More than one Repo module for the same database

sezaru · June 26, 2020, 5:13pm

Is it an OK solution to have more than one Repo module pointing to the same database?

Use Case

In my system, data is inserted into the database or read in large quantities via some internal processes that are independent from clients.

This means that a process (or processes) will pool some data from third-party APIs, process it, and insert it into the database.

On the other side, clients (users that access my system via the Phoenix endpoint) can only read these data, but never write.

The issue I’m having is that since these processes can use the database a lot and at the same time, I normally get timeout errors.

The obvious solution is to increase :queue_target and :queue_interval. I can do that and it seems the correct fix since I do expect these processes queries to take a long time, I do not mind if they block other processes for a long time too.

The issue is that they will block users trying to read the database too, since they will use all the available Repo pools.

Possible Solution

So, what I have in mind to fix that is to have 2 Repos for the same database, one read-only that is only used by clients, and other read-write that is used by my internal processes.

That way I think I can make the processes Repo have a very large :queue_target and :queue_interval so they can take their sweet time to finish their work. And, at the same time, I have another Repo for the clients so they will always have available pool connections to use and I can use the default sane :queue_target and :queue_interval values.

Is this a good solution for this problem? Would you tackle it in another way?

Thanks!

hauleth · June 26, 2020, 5:38pm

Create 2 DB instances - leader with RW and hot-replica that will be used for reads. Then connect separate repos to different DBs.

sezaru · June 26, 2020, 7:18pm

Thanks for the suggestion, do you know if creating this second DB instance would have some impact in performance/resource consumption?

shanesveller · June 26, 2020, 7:53pm

Yeap! You didn’t mention if you’re explicitly thinking about a read-replica on the database side or just a logical separation of concerns, but in case the former is the goal or is an option, there is actually a guide in the documentation for this pattern on the Ecto HexDocs here. Many of the suggestions within apply to your scenario either way, IMO.

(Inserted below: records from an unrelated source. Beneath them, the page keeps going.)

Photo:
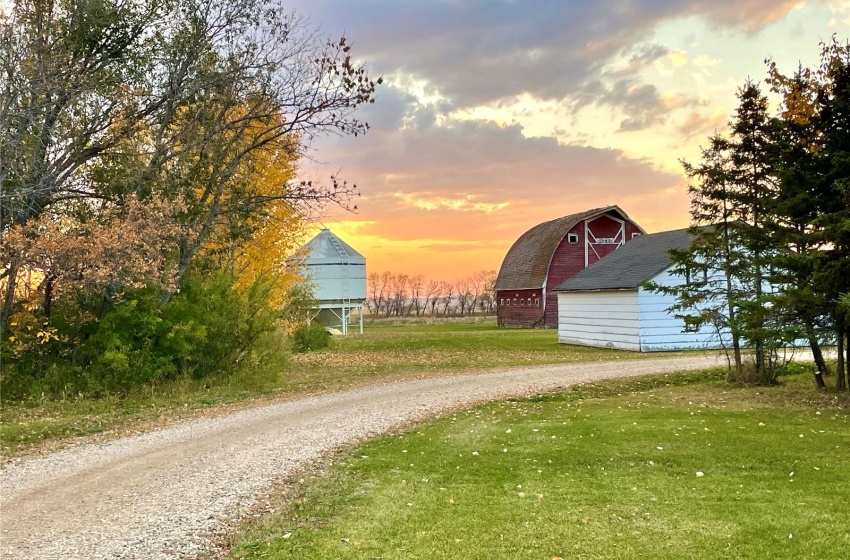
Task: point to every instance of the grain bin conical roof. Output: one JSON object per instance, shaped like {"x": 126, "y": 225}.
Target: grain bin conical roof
{"x": 327, "y": 248}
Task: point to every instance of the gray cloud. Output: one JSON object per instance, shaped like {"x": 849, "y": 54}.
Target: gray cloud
{"x": 482, "y": 166}
{"x": 480, "y": 51}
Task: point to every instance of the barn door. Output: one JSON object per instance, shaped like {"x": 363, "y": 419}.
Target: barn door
{"x": 602, "y": 235}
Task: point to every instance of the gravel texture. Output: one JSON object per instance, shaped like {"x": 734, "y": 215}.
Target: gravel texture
{"x": 161, "y": 495}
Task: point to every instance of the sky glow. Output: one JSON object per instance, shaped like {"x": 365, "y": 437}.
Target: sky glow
{"x": 499, "y": 115}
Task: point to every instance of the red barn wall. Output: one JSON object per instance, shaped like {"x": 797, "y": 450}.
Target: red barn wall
{"x": 568, "y": 259}
{"x": 519, "y": 308}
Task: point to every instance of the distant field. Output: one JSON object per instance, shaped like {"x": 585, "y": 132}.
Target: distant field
{"x": 381, "y": 353}
{"x": 430, "y": 349}
{"x": 676, "y": 467}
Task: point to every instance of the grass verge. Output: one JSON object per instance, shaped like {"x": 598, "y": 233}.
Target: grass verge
{"x": 677, "y": 466}
{"x": 383, "y": 353}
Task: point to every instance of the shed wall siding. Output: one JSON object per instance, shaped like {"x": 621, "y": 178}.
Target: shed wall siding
{"x": 609, "y": 319}
{"x": 660, "y": 330}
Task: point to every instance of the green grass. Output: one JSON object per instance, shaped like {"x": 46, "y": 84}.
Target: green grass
{"x": 382, "y": 353}
{"x": 601, "y": 471}
{"x": 435, "y": 349}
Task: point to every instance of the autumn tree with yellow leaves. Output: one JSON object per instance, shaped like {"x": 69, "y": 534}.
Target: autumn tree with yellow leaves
{"x": 148, "y": 178}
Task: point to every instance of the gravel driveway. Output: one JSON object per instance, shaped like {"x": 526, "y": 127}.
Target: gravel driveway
{"x": 157, "y": 495}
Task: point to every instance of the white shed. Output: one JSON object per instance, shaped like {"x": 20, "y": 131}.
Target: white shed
{"x": 338, "y": 274}
{"x": 605, "y": 305}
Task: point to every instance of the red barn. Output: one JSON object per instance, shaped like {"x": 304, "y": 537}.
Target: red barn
{"x": 548, "y": 254}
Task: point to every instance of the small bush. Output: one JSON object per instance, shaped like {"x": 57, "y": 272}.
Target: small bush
{"x": 310, "y": 337}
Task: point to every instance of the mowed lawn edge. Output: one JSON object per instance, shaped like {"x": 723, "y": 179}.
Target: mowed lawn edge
{"x": 382, "y": 354}
{"x": 674, "y": 466}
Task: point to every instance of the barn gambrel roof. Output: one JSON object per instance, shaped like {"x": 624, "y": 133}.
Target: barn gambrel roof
{"x": 639, "y": 260}
{"x": 526, "y": 265}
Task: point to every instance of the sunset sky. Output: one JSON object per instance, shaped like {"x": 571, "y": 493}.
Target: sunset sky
{"x": 498, "y": 115}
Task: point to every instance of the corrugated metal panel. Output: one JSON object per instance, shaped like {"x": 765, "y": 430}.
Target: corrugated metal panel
{"x": 607, "y": 319}
{"x": 337, "y": 271}
{"x": 660, "y": 330}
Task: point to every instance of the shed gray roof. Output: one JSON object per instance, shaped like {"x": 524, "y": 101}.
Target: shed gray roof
{"x": 327, "y": 248}
{"x": 526, "y": 264}
{"x": 637, "y": 261}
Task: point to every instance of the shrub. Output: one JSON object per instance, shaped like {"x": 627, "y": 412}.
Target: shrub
{"x": 310, "y": 337}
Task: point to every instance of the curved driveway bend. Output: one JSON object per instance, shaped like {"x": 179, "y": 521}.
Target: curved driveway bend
{"x": 158, "y": 494}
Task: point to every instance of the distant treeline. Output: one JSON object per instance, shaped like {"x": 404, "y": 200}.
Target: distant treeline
{"x": 403, "y": 295}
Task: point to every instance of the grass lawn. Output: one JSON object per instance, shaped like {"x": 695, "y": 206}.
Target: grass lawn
{"x": 381, "y": 353}
{"x": 434, "y": 349}
{"x": 672, "y": 467}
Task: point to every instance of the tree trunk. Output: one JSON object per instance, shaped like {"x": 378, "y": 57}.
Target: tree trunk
{"x": 840, "y": 384}
{"x": 847, "y": 364}
{"x": 817, "y": 354}
{"x": 9, "y": 297}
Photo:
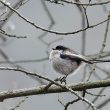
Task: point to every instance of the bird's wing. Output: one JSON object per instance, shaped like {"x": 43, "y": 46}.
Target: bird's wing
{"x": 74, "y": 56}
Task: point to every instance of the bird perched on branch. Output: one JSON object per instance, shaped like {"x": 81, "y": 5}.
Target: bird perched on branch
{"x": 66, "y": 61}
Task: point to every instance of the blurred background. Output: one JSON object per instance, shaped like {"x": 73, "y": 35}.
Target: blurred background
{"x": 31, "y": 53}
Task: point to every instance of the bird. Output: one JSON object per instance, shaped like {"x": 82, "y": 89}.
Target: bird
{"x": 66, "y": 61}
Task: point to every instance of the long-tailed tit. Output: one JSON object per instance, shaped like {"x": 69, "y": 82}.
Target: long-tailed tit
{"x": 65, "y": 60}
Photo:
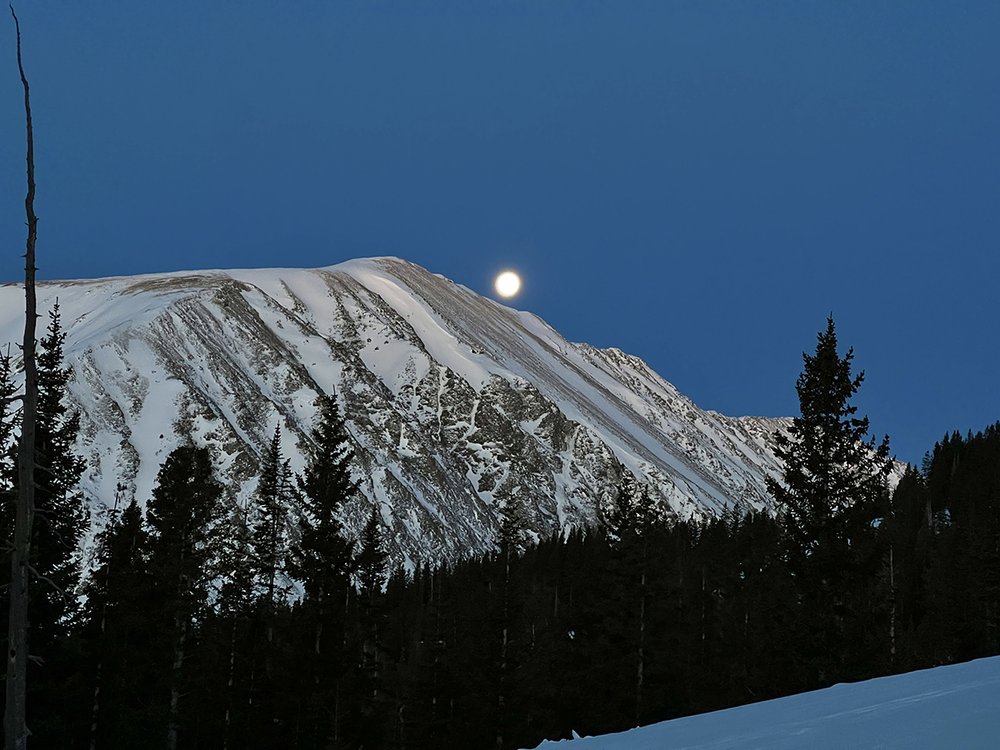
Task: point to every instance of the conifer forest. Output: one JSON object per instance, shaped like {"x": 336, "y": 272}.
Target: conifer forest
{"x": 273, "y": 616}
{"x": 200, "y": 623}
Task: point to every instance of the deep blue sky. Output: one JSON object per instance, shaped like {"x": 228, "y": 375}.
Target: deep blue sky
{"x": 699, "y": 183}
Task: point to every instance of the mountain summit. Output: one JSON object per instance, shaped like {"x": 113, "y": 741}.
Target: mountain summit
{"x": 454, "y": 402}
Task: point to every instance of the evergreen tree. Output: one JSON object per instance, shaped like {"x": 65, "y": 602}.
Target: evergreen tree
{"x": 372, "y": 557}
{"x": 119, "y": 632}
{"x": 832, "y": 498}
{"x": 324, "y": 561}
{"x": 184, "y": 517}
{"x": 274, "y": 499}
{"x": 60, "y": 513}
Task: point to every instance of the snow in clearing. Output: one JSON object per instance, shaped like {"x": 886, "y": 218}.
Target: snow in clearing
{"x": 947, "y": 707}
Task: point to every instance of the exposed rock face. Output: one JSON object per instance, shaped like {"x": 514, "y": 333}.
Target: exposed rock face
{"x": 453, "y": 401}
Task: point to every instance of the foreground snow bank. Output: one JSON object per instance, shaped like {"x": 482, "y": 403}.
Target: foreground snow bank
{"x": 947, "y": 707}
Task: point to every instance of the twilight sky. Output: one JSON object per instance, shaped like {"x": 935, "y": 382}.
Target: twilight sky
{"x": 696, "y": 182}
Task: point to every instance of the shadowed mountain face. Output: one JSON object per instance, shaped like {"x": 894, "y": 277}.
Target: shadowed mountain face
{"x": 454, "y": 403}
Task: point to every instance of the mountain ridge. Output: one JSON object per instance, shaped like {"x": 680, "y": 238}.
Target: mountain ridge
{"x": 454, "y": 402}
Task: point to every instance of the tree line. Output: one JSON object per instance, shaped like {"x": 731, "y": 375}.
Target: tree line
{"x": 205, "y": 623}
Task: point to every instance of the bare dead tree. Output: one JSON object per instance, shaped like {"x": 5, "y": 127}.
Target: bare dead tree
{"x": 15, "y": 721}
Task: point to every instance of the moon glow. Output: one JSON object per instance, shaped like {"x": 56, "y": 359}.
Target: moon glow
{"x": 507, "y": 284}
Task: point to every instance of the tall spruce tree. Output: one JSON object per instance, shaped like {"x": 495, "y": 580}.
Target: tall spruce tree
{"x": 60, "y": 513}
{"x": 274, "y": 499}
{"x": 832, "y": 499}
{"x": 118, "y": 632}
{"x": 184, "y": 518}
{"x": 323, "y": 559}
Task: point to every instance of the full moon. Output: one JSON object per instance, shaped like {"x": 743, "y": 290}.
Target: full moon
{"x": 507, "y": 284}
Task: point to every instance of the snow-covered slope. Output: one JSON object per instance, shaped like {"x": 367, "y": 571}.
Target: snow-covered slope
{"x": 454, "y": 402}
{"x": 946, "y": 708}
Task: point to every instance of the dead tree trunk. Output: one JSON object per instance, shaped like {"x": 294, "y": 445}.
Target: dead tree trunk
{"x": 15, "y": 722}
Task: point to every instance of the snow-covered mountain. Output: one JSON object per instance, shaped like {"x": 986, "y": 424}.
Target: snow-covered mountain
{"x": 932, "y": 709}
{"x": 454, "y": 402}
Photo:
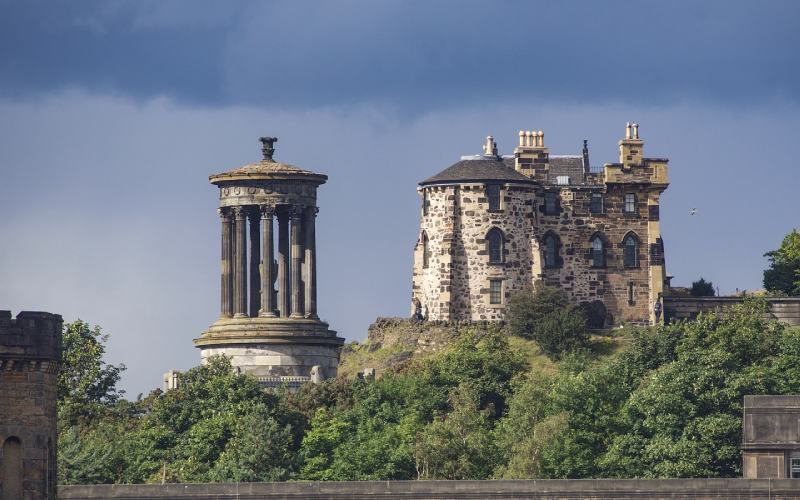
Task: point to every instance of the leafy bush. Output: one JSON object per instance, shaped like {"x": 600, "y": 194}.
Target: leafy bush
{"x": 783, "y": 274}
{"x": 546, "y": 316}
{"x": 702, "y": 288}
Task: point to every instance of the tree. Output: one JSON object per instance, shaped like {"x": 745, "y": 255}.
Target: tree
{"x": 86, "y": 383}
{"x": 684, "y": 418}
{"x": 702, "y": 288}
{"x": 783, "y": 274}
{"x": 459, "y": 444}
{"x": 547, "y": 317}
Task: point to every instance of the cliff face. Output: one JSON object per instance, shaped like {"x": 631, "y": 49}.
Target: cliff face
{"x": 392, "y": 341}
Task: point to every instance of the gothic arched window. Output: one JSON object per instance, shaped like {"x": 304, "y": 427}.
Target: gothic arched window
{"x": 494, "y": 242}
{"x": 598, "y": 252}
{"x": 631, "y": 250}
{"x": 552, "y": 247}
{"x": 425, "y": 250}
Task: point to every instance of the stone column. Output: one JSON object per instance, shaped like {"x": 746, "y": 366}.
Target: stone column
{"x": 240, "y": 263}
{"x": 255, "y": 258}
{"x": 297, "y": 260}
{"x": 284, "y": 275}
{"x": 267, "y": 274}
{"x": 311, "y": 263}
{"x": 226, "y": 285}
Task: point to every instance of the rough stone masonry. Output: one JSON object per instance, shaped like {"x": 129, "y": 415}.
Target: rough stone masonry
{"x": 491, "y": 225}
{"x": 30, "y": 350}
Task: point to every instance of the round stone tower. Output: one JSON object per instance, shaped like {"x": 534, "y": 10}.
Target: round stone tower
{"x": 476, "y": 241}
{"x": 268, "y": 322}
{"x": 30, "y": 350}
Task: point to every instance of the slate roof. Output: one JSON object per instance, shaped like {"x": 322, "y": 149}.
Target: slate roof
{"x": 481, "y": 169}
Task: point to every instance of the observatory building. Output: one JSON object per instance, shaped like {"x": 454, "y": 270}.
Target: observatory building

Maybe and yes respectively - it will be a net-separate connection pool, and the size of this pool can be tuned separately if you don’t need or want 2X the outbound SQL connections.

You can probably anticipate some extra work around testing if you make use of the popular Ecto.Adapters.SQL.Sandbox facilities, which is included by default on some of the generators. There’s a heading in my HexDocs link above about this, but I wanted to call it out specifically because it emerges out of the connection pools being separate. You can’t see insertions performed on one connection inside an uncommitted transaction when querying through another connection entirely.

sezaru · June 28, 2020, 10:59pm

Thanks for the reply.

You didn’t mention if you’re explicitly thinking about a read-replica on the database side or just a logical separation of concerns

For now, it would be just as a logical separation, and because I’m having issues when my processes use all available connections available from the pool for some time blocking user interaction with the database. Hence why I wanted to separate the connection pool into two so I can isolate their use.

Maybe and yes respectively

I asked the performance question since this is a system that I’m doing for my startup, so initial costs with cloud is a main concern.
It seems that creating a second DB instance is a more elegant way, but if it increases my costs it would be something that I would consider to do more in the future when I can invest more money into server hardware.
I will take a good look at it anyway since it looks like a must-have feature to scale a system.

Thanks!

gregvaughn · June 29, 2020, 3:06pm

I’ve done this. In my case it was a set of 4 new tables for a new feature. We wanted logical separation so we could easily split into a separate db instance later. It worked fine. We later chose to create that separate db instance and that step was quite easy.